Capitalist expansion will continue to inflame these underlying tensions until the people of the world unite to fight the only war worth fighting, the class war, and for the only goal worth fighting for—socialism.

***** 

What the U.S. gained in World War I

By JAMES P. CANNON

James P. Cannon was the principal founder of the Trotskyist movement in the United States. Below is an excerpt from his pamphlet “America’s Road to Socialism,” based on lectures he gave in 1953.

Along about the turn of the century, America’s conquest of its own continent was just about completed and there was no place else to go. Father Neptune drew a line at the water’s edge of the Pacific and said, “You can’t go any farther here.” The free land was gone, and all the new territories were pretty well settled up.

The problem of new markets for the ever-increasing surpluses, piled up by the ever-increasing productivity  of American labor, was becoming Problem No. 1.

In 1907 there was a crisis.
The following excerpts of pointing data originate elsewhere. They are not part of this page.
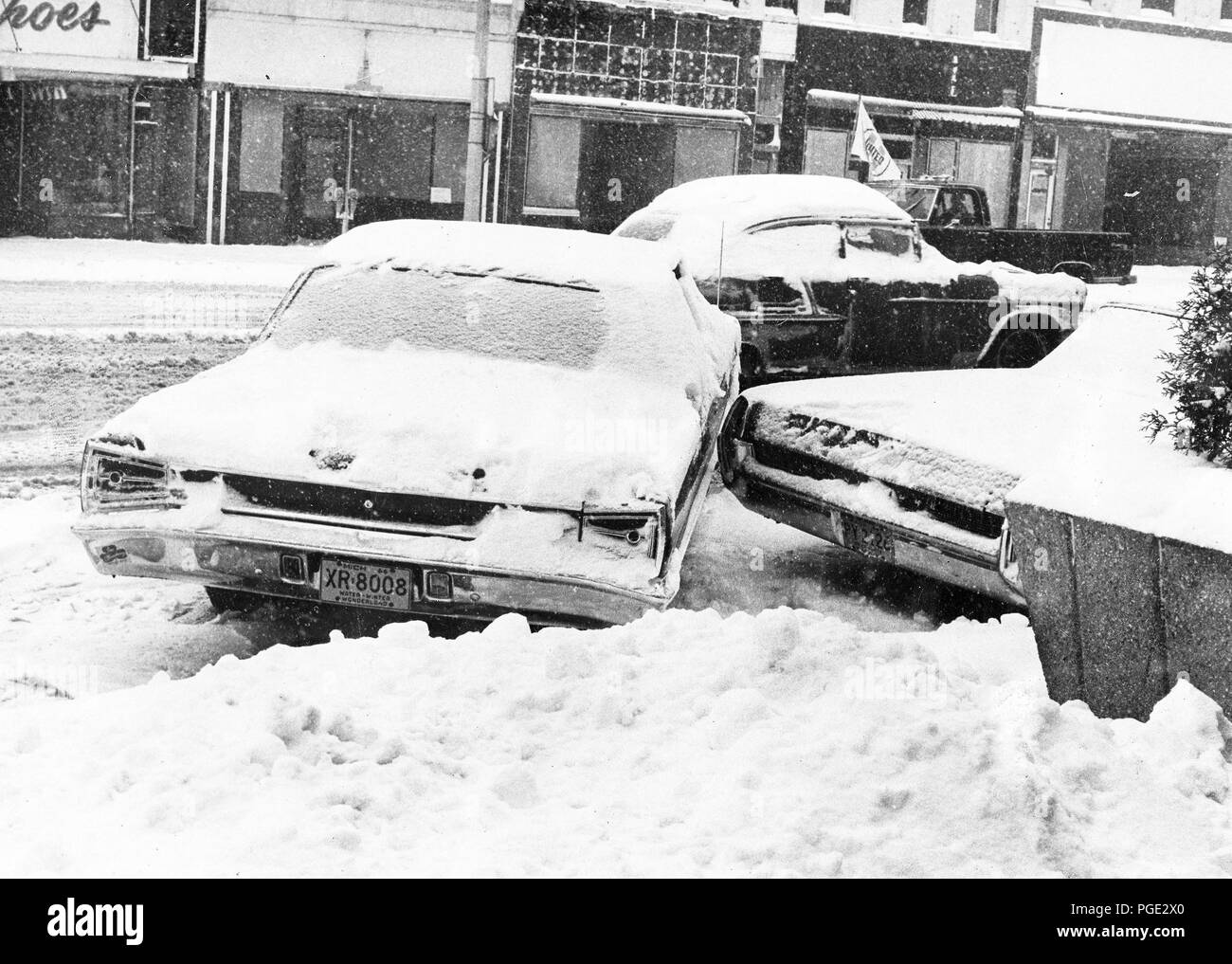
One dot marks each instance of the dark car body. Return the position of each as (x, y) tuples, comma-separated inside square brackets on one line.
[(955, 220), (913, 470), (828, 278)]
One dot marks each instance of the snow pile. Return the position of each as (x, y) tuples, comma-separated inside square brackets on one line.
[(788, 743), (79, 261), (1125, 480)]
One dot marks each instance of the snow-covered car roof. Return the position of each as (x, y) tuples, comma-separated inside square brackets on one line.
[(510, 250), (571, 368), (755, 197)]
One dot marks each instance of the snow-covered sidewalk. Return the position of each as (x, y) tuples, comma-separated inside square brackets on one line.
[(845, 741), (79, 262), (787, 743)]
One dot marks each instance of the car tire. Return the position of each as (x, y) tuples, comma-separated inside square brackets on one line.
[(1018, 349), (233, 600), (751, 368)]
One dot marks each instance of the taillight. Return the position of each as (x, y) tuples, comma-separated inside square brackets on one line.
[(1006, 558), (116, 477), (730, 438)]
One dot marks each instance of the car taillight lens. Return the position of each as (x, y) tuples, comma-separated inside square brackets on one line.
[(1006, 558), (114, 477)]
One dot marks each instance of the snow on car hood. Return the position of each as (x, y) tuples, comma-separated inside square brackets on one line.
[(971, 435), (426, 421)]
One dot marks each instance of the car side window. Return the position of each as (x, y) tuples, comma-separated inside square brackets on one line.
[(955, 208), (779, 296)]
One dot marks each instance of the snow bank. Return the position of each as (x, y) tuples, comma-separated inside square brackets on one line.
[(78, 261), (788, 743), (1126, 480)]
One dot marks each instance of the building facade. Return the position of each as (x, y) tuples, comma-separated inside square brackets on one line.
[(1114, 144), (325, 115), (251, 121), (99, 118), (614, 103)]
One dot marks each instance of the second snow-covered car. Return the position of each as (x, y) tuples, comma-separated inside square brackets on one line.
[(444, 419), (913, 468), (828, 276)]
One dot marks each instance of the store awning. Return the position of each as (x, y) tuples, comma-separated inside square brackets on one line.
[(607, 106), (1119, 119), (920, 110), (45, 65)]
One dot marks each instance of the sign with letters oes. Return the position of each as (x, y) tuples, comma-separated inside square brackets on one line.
[(106, 28)]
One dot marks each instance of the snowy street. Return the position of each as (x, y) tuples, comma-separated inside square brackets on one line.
[(799, 712)]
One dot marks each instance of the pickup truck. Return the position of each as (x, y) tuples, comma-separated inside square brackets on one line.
[(953, 218)]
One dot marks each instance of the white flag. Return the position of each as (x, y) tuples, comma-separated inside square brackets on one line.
[(867, 146)]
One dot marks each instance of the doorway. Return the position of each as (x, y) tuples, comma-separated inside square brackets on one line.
[(325, 167), (624, 168)]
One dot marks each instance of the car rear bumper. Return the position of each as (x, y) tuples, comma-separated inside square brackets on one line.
[(932, 557), (235, 557)]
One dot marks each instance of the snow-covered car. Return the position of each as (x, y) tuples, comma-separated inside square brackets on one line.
[(913, 468), (828, 276), (446, 419)]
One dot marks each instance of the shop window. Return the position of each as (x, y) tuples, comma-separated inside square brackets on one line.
[(825, 152), (78, 151), (553, 163), (915, 11), (448, 158), (392, 155), (902, 150), (987, 13), (260, 150), (1045, 147), (770, 89), (982, 163), (943, 156), (172, 28), (703, 152)]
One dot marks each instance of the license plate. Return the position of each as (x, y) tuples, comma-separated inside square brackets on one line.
[(867, 540), (362, 583)]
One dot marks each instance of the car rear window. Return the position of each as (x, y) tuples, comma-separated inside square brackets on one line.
[(374, 307), (648, 226)]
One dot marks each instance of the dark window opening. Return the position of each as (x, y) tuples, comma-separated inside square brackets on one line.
[(172, 28), (915, 11), (987, 13)]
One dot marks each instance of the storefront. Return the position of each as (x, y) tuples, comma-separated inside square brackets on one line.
[(614, 105), (1113, 148), (345, 115), (944, 109), (99, 119)]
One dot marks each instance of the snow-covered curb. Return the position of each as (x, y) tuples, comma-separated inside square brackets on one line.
[(681, 745)]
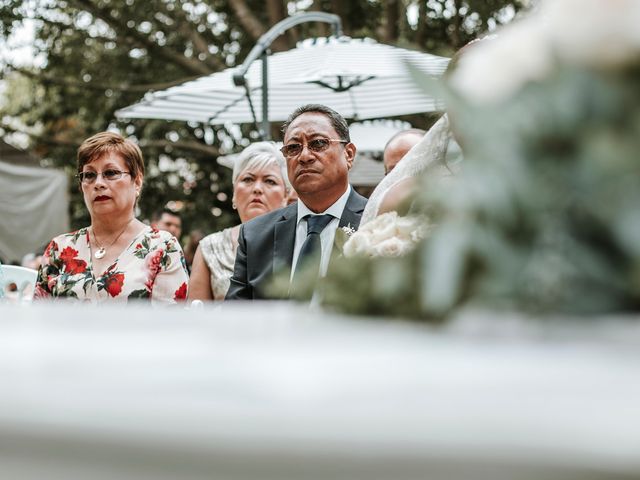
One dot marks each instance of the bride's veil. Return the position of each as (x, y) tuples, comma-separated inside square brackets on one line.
[(427, 153)]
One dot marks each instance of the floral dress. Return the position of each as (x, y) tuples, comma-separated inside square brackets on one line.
[(151, 267)]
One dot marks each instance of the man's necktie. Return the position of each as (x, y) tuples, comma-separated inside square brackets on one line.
[(309, 257)]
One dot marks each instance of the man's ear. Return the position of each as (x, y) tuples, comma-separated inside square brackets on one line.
[(350, 154)]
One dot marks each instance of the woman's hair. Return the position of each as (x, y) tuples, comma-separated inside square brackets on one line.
[(103, 143), (258, 155)]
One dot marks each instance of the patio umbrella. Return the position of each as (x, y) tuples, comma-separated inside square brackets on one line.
[(359, 78)]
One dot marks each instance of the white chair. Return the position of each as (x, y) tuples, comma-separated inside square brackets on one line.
[(17, 283)]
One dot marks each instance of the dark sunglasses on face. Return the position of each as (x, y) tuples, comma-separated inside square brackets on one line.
[(316, 145), (109, 175)]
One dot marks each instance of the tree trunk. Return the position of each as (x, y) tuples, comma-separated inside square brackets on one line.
[(392, 9), (421, 33), (456, 37)]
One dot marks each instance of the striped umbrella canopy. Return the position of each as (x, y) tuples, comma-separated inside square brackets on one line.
[(359, 78)]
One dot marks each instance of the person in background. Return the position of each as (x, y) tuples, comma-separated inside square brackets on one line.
[(169, 221), (398, 146), (117, 258), (260, 185)]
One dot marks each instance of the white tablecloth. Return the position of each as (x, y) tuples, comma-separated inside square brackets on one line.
[(270, 391)]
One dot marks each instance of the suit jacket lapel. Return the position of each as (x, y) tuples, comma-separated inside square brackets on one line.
[(284, 240), (352, 212)]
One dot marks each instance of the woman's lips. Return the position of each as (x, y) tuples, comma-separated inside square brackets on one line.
[(305, 172)]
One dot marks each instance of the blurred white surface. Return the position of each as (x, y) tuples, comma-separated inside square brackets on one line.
[(273, 391)]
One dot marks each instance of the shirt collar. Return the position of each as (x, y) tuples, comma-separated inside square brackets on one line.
[(335, 210)]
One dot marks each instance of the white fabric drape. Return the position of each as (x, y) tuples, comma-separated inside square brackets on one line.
[(33, 208)]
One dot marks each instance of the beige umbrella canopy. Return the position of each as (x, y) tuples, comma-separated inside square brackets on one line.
[(359, 78)]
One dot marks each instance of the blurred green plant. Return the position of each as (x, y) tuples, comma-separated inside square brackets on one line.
[(544, 217)]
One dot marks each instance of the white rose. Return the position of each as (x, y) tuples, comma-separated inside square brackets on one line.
[(357, 244), (405, 226), (392, 247), (383, 227)]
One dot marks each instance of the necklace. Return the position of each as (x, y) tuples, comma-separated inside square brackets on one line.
[(102, 251)]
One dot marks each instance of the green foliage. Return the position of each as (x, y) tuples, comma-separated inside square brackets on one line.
[(544, 216)]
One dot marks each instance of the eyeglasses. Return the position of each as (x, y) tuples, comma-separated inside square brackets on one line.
[(110, 175), (316, 145)]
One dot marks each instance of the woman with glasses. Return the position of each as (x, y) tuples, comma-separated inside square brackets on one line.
[(260, 185), (117, 258)]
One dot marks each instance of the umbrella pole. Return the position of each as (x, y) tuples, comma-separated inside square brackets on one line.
[(260, 49), (266, 130)]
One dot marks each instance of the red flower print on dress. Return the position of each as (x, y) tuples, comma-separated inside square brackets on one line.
[(153, 264), (72, 265), (40, 292), (113, 284), (181, 293), (53, 247)]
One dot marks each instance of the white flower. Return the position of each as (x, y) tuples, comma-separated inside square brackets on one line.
[(348, 230), (592, 33), (387, 235), (392, 247), (357, 244)]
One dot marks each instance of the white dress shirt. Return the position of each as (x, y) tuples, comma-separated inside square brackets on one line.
[(326, 236)]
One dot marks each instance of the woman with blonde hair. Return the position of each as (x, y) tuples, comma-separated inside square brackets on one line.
[(117, 258), (260, 185)]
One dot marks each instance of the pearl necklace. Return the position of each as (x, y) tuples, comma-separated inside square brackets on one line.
[(102, 251)]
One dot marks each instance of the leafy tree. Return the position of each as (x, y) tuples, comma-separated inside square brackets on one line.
[(101, 55)]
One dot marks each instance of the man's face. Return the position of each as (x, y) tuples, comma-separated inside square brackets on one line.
[(397, 149), (171, 224), (312, 172)]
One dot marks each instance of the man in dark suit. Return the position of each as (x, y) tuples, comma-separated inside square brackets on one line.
[(319, 154)]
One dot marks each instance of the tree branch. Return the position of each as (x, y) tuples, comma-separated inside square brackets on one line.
[(189, 64), (123, 87), (181, 145), (254, 27), (46, 139), (188, 30)]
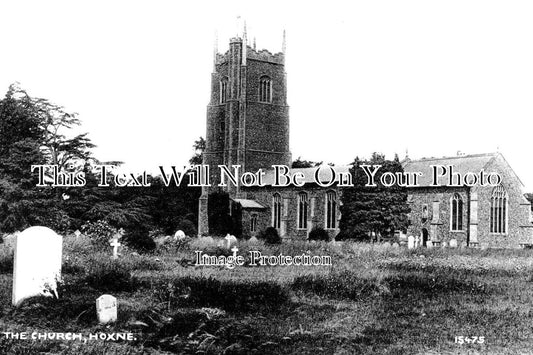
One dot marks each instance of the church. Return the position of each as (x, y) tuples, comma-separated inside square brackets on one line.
[(248, 125)]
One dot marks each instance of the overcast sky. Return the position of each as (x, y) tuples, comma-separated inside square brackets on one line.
[(433, 77)]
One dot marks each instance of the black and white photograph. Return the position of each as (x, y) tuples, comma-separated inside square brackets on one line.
[(281, 177)]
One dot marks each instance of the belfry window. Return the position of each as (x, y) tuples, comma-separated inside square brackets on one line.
[(456, 213), (331, 210), (498, 210), (302, 210), (276, 211), (253, 223), (265, 89), (223, 90)]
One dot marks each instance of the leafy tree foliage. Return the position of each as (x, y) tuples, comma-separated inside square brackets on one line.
[(34, 131), (367, 210), (300, 163), (21, 205)]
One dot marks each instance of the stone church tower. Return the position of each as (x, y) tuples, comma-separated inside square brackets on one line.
[(247, 116)]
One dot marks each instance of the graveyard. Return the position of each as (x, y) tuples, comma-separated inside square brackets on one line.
[(373, 299)]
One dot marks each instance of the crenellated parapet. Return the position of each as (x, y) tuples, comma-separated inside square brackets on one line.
[(262, 55), (265, 56)]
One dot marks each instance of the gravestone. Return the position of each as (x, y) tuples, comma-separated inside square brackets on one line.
[(180, 235), (230, 240), (253, 240), (37, 264), (115, 244), (410, 242), (106, 309)]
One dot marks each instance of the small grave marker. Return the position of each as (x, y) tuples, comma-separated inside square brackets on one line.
[(231, 240), (180, 235), (106, 309), (115, 244), (453, 243), (410, 242)]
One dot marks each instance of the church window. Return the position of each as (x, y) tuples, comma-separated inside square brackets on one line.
[(276, 211), (331, 210), (223, 90), (456, 213), (303, 205), (253, 223), (425, 213), (265, 89), (498, 210)]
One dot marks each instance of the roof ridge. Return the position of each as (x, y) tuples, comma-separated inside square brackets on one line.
[(455, 157)]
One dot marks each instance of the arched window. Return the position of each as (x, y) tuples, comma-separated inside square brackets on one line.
[(498, 210), (331, 210), (302, 210), (223, 90), (276, 211), (456, 213), (265, 89), (253, 223)]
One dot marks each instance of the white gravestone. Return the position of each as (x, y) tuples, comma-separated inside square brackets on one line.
[(453, 243), (231, 240), (253, 241), (37, 264), (180, 235), (106, 309), (410, 242)]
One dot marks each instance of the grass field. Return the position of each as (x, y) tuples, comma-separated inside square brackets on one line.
[(373, 300)]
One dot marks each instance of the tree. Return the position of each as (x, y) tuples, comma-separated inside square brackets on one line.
[(21, 137), (367, 211)]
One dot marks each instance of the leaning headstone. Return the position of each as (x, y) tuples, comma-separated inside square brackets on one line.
[(106, 309), (180, 235), (230, 240), (410, 242), (37, 264)]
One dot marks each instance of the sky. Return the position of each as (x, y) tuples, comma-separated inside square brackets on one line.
[(431, 78)]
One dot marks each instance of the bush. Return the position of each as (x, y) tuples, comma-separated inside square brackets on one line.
[(339, 285), (270, 236), (99, 232), (140, 240), (231, 295), (188, 228), (319, 233), (109, 276)]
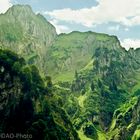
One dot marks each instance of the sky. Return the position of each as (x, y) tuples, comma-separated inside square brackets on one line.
[(114, 17)]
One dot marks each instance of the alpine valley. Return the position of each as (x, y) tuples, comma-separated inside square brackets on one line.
[(76, 86)]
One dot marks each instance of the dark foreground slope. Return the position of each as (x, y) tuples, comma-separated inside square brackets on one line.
[(26, 105)]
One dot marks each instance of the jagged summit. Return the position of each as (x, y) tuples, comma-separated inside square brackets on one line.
[(20, 9)]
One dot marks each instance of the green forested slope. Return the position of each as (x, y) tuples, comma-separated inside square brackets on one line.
[(94, 85)]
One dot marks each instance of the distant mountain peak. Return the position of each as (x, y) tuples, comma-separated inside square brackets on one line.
[(16, 10)]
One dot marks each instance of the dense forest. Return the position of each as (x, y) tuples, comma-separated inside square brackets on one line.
[(76, 86)]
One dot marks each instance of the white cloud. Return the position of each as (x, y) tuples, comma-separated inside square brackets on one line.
[(125, 12), (60, 28), (4, 5), (114, 28), (130, 43)]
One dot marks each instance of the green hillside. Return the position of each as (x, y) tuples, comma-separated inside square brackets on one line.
[(80, 85)]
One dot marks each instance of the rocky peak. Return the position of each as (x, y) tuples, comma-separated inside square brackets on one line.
[(20, 10)]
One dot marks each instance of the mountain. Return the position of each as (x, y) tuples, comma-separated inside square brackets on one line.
[(25, 103), (26, 33), (88, 82), (71, 52)]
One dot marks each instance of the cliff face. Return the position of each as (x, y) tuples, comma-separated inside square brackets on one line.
[(25, 103), (30, 34)]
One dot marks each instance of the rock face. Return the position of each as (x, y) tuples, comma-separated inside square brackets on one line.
[(25, 107), (30, 34)]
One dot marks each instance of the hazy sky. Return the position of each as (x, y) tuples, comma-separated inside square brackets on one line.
[(115, 17)]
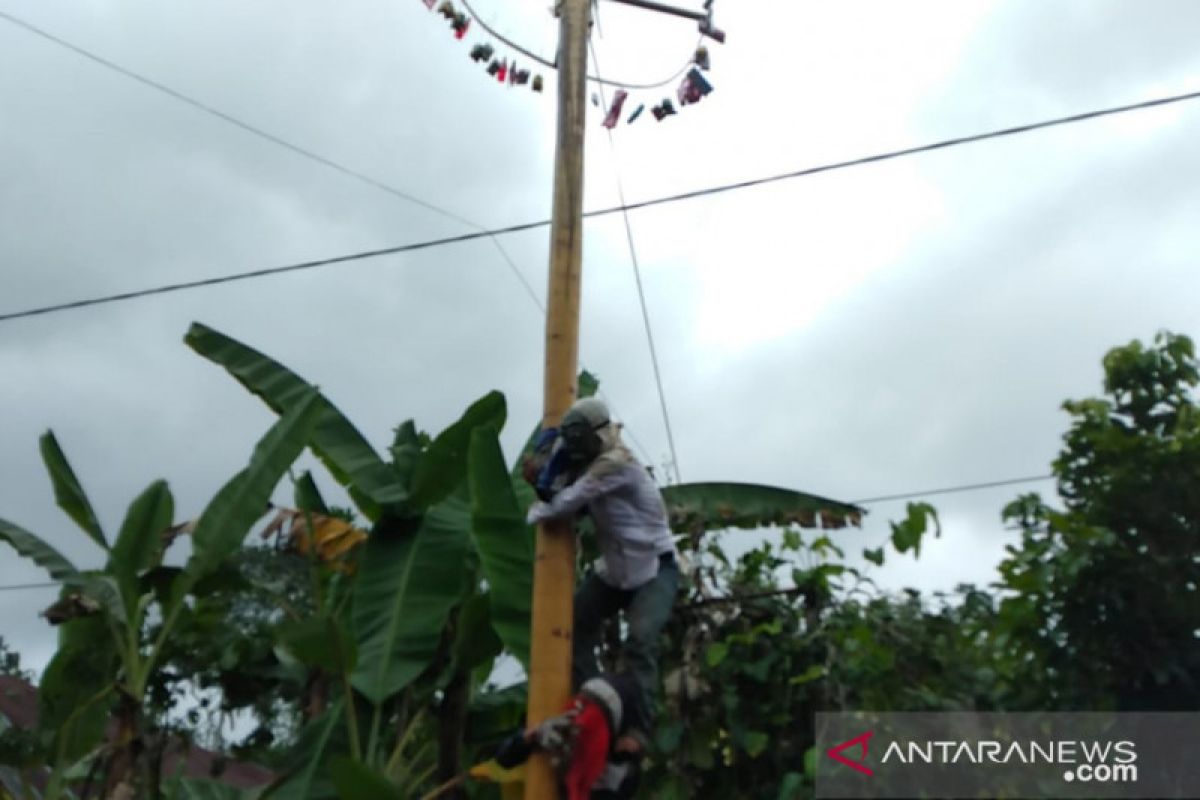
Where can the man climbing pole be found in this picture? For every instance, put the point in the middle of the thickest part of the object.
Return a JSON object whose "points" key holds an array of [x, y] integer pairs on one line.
{"points": [[583, 741], [592, 469]]}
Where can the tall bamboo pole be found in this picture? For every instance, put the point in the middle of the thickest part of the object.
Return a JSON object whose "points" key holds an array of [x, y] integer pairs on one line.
{"points": [[553, 582]]}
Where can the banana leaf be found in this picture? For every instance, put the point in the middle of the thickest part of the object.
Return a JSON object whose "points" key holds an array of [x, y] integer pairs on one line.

And again in 1914 there was mounting unemployment. It was then that the European capitalist nations, America’s perennial Santa Claus, once again came to the rescue of American economy.

They involved themselves in a destructive war over markets, colonies, spheres of influence and fields of investment, and America warmed its hands by the fire.

Remaining benevolently neutral on the side of the Allies for the first three years of the war, America found in the war itself the richest market it could ever have dreamed of.

While the normal peace-time economy of the Western Allies was dislocated by the war, American factories worked overtime to supply their deficiencies. America was still a debtor nation when the war started, but the huge purchases which France and England were compelled to make in America soon canceled out all indebtedness. America emerged as a creditor nation, even before the war was over.

At the same time, while the Western Allies and Germany were busy in their life-and-death battle, America obligingly edged them out of the South American market. This provided another outlet for the endless supply of goods rolling from the assembly lines in all kinds of factories from one end of the United States to another.

So great were the demands of the war in Europe, for goods and materials, that America was obliged to expand its productive plant, and thereby its productive capacities to supply them.

When America, after a hugely profitable delay of three years, finally entered the war in order to protect her loans to the Allied powers, she only had to tip the scales a bit to finish off the Kaiser’s army. …

The First World War brought America to the position of leading power in the capitalist world, having no further need of any more capital investments from Europe,  or any more of Europe’s manpower. Since then, America has been concerned only with the problem of propping up Europe with loans, sufficient to enable it to ward off collapse and the danger of revolution, without allowing it to enter the world market again as a real competitor.

Capitalist America, the beneficiary in its youth of the aid of capitalist Europe, became in the period of its maturity the ungrateful nemisis of this same Europe.

Photo: Two wounded British soldiers walk arm in arm with a wounded German soldier to a field hospital.